Peacekeeping and peace operations are of the utmost importance today in ongoing challenging environment. These operations have always been seen as a pivotal activity of the United Nations in the area of maintaining peace and security. We pay tribute to the courage of more than 100 000 UN civilian, military and police personnel who are currently serving worldwide on behalf of international community to protect peace and international law.

We appreciate personal efforts of the Secretary-General, Antonio Guterres, that he takes to ensure effective functioning of peacekeeping operations. No matter how peacekeeping reform proceeds in the future, what should stand at core of this process is the respect for sovereignty of host countries, compliance with the UN Charter and adherence to the basic principles of peacekeeping: consent of the parties, impartiality, non-use of force except in self-defence and defence of the mandate.  

Neutrality and mandate-oriented standard of conduct, respect for local customs and practices, culture, religion, traditions – all those postulates are well-known and can keep peacekeepers away of a risk to be involved in conflict.   

We fully understand the importance of the human rights component in peacekeeping. Unfortunately, the topic of human rights has been extremely politicized. This is detrimental for a trust of international community in UN human rights machinery and human rights as a whole. In such situation the credibility and recognition of the peacekeeping mission and its human rights component are directly dependent on the decency of specific employees, their ability and desire to rely on objective information.

Security Council is not a human rights body. Any attempt to squeeze somehow the topic of human rights per se into the Security Council agenda is encroaching on the prerogatives and mandates of the Human Rights Council, High Commissioner for Human Rights and other relevant institutions. But splitting mandates is half the trouble. More concerning are attempts to use human rights as an instrument for exerting political and military pressure on other countries. We know examples of interventions for the “sake of human rights” and their devastating consequences.

At the same time, the main objective of UN peacekeeping and political missions is to promote reconciliation and peacekeeping. Other tasks are auxiliary, including human rights component of mandates.
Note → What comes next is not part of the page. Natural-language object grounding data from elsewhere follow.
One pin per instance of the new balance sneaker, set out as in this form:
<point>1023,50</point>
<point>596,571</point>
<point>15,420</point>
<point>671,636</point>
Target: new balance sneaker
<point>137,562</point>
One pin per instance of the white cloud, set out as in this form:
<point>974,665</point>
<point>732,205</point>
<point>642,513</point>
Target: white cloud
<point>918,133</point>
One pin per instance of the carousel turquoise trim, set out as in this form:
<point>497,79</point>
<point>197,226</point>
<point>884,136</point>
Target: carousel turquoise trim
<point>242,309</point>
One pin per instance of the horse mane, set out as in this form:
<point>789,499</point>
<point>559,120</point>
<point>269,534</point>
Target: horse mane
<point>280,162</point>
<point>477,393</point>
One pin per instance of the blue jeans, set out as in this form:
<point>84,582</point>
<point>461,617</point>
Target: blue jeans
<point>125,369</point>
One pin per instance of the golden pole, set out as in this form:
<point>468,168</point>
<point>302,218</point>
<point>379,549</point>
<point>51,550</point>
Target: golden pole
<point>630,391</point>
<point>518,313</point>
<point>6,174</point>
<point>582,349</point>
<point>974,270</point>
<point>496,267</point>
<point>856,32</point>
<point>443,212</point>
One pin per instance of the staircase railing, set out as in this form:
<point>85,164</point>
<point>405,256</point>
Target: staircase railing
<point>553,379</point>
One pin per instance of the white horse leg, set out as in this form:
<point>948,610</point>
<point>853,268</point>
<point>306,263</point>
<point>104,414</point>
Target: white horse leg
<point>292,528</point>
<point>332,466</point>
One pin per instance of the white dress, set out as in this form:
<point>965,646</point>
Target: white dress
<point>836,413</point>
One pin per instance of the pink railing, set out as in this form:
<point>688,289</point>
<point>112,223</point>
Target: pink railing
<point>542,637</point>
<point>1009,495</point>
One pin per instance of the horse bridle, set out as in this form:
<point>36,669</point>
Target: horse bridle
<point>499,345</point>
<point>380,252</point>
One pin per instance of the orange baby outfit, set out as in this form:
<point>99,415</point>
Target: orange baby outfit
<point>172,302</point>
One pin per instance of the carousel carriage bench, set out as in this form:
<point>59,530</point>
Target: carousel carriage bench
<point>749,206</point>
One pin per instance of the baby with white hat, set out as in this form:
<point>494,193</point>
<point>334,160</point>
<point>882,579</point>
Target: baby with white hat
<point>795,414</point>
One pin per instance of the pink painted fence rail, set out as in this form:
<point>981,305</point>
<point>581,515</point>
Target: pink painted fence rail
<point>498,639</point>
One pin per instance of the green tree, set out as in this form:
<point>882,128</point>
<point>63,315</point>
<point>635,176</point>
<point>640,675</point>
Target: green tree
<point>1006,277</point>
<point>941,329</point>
They are designed to contribute to the achievement of the main goal and should not replace the priority areas of peace operations.

It is necessary to carefully and responsibly approach the implementation of the human rights component of the activities of various United Nations structures, avoiding duplication of their functions. Excessive emphasis on human rights issues at the expense of other problems facing the international community today inevitably leads to an overload of the entire system and a decrease in the efficiency of its work.

Prevention and settlement of armed conflict are the main drivers for preventing human rights abuses, and not vice versa. Human rights violations are not the cause of the conflict, but their consequence.

The best contribution that the Security Council could make to protect human rights is that of working effectively on the main task – to safeguard international peace and security in accordance with the Council’s mandate and the UN Charter.